Similarity Guided Multimodal Fusion Transformer for Semantic Location Prediction in Social Media

The purpose of semantic location prediction is to extract relevant semantic location information from multimodal social media posts, offering a more contextual understanding of daily activities compared to GPS coordinates. However, this task becomes challenging due to the presence of noise and irrelevant information in "text-image" pairs. Existing methods suffer from insufficient feature representations and fail to consider the comprehensive integration of similarity at different granularities, making it difficult to filter out noise and irrelevant information. To address these challenges, we propose a Similarity-Guided Multimodal Fusion Transformer (SG-MFT) for predicting social users' semantic locations. First, we utilize a pre-trained large-scale vision-language model to extract high-quality feature representations from social media posts. Then, we introduce a Similarity-Guided Interaction Module (SIM) to alleviate modality heterogeneity and noise interference by incorporating coarse-grained and fine-grained similarity guidance for modality interactions. Specifically, we propose a novel similarity-aware feature interpolation attention mechanism at the coarse level, leveraging modality-wise similarity to mitigate heterogeneity and reduce noise within each modality. Meanwhile, we employ a similarity-aware feed-forward block at the fine level, utilizing element-wise similarity to further mitigate the impact of modality heterogeneity. Building upon pre-processed features with minimal noise and modal interference, we propose a Similarity-aware Feature Fusion Module (SFM) to fuse two modalities with cross-attention mechanism. Comprehensive experimental results demonstrate the superior performance of our proposed method in handling modality imbalance while maintaining efficient fusion effectiveness.

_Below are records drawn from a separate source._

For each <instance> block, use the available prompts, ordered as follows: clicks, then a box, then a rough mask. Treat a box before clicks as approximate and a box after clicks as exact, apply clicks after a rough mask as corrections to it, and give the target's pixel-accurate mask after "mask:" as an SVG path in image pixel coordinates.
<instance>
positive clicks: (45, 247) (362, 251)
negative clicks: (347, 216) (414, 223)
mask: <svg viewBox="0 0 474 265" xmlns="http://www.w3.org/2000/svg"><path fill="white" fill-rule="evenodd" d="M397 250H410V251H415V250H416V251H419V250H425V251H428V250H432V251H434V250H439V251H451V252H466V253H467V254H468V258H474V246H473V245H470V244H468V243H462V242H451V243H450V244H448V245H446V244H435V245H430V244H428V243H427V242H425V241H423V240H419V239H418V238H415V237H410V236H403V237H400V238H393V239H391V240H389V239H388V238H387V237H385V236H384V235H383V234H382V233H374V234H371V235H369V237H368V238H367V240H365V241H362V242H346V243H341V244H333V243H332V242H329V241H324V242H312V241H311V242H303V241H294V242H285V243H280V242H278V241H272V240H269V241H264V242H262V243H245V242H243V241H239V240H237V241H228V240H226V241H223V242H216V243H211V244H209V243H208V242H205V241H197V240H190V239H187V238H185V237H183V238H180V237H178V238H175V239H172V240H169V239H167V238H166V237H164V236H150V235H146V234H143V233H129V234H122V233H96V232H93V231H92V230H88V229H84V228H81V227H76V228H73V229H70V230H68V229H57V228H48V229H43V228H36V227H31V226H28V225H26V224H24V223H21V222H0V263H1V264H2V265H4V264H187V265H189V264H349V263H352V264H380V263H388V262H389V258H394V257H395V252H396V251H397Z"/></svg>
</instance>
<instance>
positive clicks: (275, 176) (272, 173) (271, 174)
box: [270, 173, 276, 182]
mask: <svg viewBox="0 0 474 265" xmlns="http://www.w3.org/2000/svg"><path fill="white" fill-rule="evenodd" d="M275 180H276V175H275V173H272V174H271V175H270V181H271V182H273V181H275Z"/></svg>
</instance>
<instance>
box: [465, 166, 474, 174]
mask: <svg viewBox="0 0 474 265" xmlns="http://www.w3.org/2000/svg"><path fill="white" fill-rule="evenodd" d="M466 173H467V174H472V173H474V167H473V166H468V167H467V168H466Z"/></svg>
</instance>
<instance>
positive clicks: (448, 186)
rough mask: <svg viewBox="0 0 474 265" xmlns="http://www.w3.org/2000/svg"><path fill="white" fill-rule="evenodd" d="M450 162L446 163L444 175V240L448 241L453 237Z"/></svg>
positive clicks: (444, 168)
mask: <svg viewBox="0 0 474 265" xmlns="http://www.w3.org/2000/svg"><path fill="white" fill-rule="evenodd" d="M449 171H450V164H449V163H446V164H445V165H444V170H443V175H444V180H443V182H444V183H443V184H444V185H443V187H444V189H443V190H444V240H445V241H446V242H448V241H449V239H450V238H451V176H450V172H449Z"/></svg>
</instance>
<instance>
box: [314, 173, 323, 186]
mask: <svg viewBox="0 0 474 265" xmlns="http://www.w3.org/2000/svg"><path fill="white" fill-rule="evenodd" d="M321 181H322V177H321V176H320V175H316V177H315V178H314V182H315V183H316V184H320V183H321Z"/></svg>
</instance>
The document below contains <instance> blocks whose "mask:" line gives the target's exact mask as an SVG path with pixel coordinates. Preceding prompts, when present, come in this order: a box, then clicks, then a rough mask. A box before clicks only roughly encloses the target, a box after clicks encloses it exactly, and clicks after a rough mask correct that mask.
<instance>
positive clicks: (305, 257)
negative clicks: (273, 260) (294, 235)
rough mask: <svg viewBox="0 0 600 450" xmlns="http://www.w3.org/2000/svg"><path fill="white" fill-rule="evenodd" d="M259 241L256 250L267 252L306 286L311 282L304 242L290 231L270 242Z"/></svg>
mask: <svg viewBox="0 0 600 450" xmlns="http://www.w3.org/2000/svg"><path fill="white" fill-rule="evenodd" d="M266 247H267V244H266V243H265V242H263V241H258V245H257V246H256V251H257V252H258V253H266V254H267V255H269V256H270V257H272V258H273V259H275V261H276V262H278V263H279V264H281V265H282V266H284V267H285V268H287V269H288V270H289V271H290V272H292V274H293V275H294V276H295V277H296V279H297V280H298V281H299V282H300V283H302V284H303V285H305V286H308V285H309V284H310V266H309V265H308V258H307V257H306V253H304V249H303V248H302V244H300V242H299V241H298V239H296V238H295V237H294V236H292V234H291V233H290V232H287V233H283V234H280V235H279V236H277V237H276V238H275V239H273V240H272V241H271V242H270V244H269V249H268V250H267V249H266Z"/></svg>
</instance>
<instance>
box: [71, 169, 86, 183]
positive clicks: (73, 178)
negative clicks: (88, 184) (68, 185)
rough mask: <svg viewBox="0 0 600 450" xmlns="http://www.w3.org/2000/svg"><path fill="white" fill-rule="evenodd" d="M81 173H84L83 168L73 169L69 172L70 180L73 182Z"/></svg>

翻译：语义位置预测的目标是从多模态社交媒体帖子中提取相关语义位置信息，相比GPS坐标能为日常活动提供更丰富的上下文理解。然而，由于"文本-图像"对中存在噪声和无关信息，该任务面临挑战。现有方法存在特征表示不充分、未能考虑不同粒度相似性的综合整合等问题，难以有效过滤噪声和无关信息。为解决这些挑战，我们提出一种相似性引导的多模态融合Transformer（SG-MFT）用于预测社交用户的语义位置。首先，利用预训练的大规模视觉-语言模型从社交媒体帖子中提取高质量特征表示。随后，引入相似性引导交互模块（SIM），通过融合粗粒度与细粒度的相似性引导来缓解模态异质性和噪声干扰。具体而言，在粗粒度层面提出新颖的相似性感知特征插值注意力机制，利用模态间相似性减轻异质性并降低各模态内部噪声；在细粒度层面采用相似性感知前馈模块，通过元素级相似性进一步削弱模态异质性的影响。基于经过预处理、噪声和模态干扰最小化的特征，我们提出相似性感知特征融合模块（SFM），通过交叉注意力机制融合两种模态。综合实验结果表明，所提方法在处理模态不平衡的同时保持高效融合效果方面展现出优越性能。